I'm no expert on apertures, but in studying many a camera body, it appears that some apertures are made up of a lot of thinner petals, and can retract into a fairly small area. The actual movement of aperture petals is a rotation inward from the edge, they are designed in such a way that they can fit into small spaces. Think about camera bodies, they aren't very big compared to the lens mount, those petals don't "pull out" towards the edge, they rotate into conveniently compact rings.
I originally thought that the inner "spiking" of the petals wasn't physically real, but inserted to look sinister. However, it appears this is a fairly common aperture design, and quite a few Canon bodies use the technique of spiking the petals after the aperture is stopped up beyond a certain point, though for what purpose I don't know, maybe for a smoother hole and better bokah? Anyway, I just looked at the animation frame-by-frame, and sure enough, it's a continuous model, those spikes aren't coming out from nowhere, they are the actual petals spikes. Of course, it's actually computer generated, but as for being a realistic physical geometry, it works.
No question that those petals could fit fine inside the ring, they're just slightly thinner at their widest point, which is all they would need to be. For an aperture to work, as long as there is a slight overlap of petals at the largest stop, they will work, so you don't have to imagine the petals going much beyond the thickness of their widest point when completely closed. And since the "iris" is behind the rotator ring and chevrons, there's really no concern of interference. their overlap would be such that maybe 4 or so petals would overlap at any given point. If the thickness of each petals is 1 inch thick (they look pretty thin), then you need a 4 inch gap, which is fairly believable.

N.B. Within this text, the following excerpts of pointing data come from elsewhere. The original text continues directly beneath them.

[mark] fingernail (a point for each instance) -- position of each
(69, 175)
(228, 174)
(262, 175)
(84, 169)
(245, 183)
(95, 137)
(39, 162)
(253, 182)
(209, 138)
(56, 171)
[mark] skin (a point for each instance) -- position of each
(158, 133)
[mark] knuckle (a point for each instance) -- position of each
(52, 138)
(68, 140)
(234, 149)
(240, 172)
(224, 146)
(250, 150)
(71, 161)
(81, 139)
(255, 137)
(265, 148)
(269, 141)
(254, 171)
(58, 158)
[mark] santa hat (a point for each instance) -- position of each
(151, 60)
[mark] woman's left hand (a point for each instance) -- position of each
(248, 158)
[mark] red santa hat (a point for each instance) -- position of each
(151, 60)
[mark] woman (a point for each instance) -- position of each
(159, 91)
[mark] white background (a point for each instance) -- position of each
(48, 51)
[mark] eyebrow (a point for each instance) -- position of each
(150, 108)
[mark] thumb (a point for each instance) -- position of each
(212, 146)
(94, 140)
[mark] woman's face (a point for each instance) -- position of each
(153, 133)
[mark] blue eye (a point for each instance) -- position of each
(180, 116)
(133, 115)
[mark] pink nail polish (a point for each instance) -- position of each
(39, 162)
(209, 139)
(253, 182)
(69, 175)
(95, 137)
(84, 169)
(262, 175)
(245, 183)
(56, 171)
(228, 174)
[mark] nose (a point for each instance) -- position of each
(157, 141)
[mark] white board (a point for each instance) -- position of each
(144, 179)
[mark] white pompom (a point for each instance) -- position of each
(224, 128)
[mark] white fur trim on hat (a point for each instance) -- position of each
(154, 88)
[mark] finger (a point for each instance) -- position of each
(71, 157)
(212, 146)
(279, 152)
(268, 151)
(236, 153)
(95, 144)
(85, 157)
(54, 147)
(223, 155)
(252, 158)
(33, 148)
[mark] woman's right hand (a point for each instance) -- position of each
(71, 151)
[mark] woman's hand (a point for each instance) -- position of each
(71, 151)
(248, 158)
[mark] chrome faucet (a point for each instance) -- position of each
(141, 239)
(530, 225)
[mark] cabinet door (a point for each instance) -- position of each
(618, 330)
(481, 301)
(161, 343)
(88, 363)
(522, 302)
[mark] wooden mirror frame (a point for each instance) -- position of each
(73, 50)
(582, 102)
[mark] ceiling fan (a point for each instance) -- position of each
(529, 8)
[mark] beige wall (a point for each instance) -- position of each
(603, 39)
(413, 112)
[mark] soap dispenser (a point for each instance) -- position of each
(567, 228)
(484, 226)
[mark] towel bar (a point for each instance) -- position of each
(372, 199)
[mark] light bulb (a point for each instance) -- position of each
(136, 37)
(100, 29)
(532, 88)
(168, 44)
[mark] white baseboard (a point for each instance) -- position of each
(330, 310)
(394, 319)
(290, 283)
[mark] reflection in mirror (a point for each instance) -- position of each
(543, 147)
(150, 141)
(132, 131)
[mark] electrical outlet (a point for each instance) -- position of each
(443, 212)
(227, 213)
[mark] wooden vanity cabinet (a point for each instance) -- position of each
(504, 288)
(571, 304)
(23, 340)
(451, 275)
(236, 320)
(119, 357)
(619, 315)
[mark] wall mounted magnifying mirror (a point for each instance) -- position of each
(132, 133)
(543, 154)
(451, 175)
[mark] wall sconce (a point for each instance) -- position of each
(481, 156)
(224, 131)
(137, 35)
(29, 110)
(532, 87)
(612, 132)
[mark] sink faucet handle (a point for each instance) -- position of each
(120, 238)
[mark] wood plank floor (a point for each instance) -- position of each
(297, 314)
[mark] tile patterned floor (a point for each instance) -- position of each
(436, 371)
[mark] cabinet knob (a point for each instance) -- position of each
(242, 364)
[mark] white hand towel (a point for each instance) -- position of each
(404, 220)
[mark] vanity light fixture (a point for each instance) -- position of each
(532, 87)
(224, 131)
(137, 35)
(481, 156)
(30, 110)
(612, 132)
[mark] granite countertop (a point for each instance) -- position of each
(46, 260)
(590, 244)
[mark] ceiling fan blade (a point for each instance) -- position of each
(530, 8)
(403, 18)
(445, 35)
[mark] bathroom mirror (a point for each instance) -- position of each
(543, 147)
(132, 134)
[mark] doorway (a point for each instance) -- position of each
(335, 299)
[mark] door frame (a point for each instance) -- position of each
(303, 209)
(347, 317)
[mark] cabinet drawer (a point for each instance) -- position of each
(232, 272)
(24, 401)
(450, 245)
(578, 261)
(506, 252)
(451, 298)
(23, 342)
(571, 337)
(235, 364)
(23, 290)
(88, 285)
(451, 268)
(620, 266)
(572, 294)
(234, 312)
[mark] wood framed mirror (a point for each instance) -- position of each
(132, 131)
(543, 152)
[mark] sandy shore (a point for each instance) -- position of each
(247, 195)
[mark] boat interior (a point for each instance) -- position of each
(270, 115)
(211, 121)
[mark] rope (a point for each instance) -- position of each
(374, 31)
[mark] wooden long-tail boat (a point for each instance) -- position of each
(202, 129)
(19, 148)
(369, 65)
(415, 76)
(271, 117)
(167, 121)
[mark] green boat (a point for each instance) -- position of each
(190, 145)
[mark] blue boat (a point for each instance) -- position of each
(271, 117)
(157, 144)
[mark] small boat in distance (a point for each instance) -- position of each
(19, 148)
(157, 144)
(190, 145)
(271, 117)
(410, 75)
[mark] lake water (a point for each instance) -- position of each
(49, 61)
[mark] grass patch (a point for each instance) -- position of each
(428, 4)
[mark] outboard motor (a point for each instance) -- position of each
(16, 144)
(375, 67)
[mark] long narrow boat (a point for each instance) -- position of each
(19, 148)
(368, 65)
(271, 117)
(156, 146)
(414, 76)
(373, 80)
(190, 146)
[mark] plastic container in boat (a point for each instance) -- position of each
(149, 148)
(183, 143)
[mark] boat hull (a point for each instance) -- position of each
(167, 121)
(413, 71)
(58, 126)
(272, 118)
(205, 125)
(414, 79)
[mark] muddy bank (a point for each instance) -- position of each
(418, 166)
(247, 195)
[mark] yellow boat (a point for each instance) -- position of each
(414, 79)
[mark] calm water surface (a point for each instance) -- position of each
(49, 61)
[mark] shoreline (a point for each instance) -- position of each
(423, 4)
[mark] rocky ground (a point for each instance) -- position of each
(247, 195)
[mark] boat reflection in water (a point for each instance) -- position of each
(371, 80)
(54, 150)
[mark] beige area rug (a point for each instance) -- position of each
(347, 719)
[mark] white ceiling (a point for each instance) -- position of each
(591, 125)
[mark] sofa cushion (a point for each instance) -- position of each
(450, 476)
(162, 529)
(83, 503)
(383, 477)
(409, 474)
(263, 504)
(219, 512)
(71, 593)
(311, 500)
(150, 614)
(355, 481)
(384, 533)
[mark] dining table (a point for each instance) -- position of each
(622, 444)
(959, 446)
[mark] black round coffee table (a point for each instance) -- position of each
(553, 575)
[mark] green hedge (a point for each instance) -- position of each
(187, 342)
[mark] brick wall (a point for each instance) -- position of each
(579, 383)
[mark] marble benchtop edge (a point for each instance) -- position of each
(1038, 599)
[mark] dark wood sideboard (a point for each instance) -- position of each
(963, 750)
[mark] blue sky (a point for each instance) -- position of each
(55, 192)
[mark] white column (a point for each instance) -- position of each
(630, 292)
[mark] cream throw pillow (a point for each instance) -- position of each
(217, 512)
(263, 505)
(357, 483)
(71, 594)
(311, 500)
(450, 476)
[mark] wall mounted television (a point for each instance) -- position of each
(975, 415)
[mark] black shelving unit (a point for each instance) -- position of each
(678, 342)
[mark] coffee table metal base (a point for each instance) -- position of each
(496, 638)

The biggest problem is machinery and cost. This kind of machined action is requires extreme precision and would be very expensive. Since the liquid is already computer modeled (probably a lot of it is just flat planer effect, ie: After Effects), it makes sense to just throw in a model of an iris and forgo having to make the real thing.
But from what I can see, there is really no physical reason that the iris couldn't be physically built.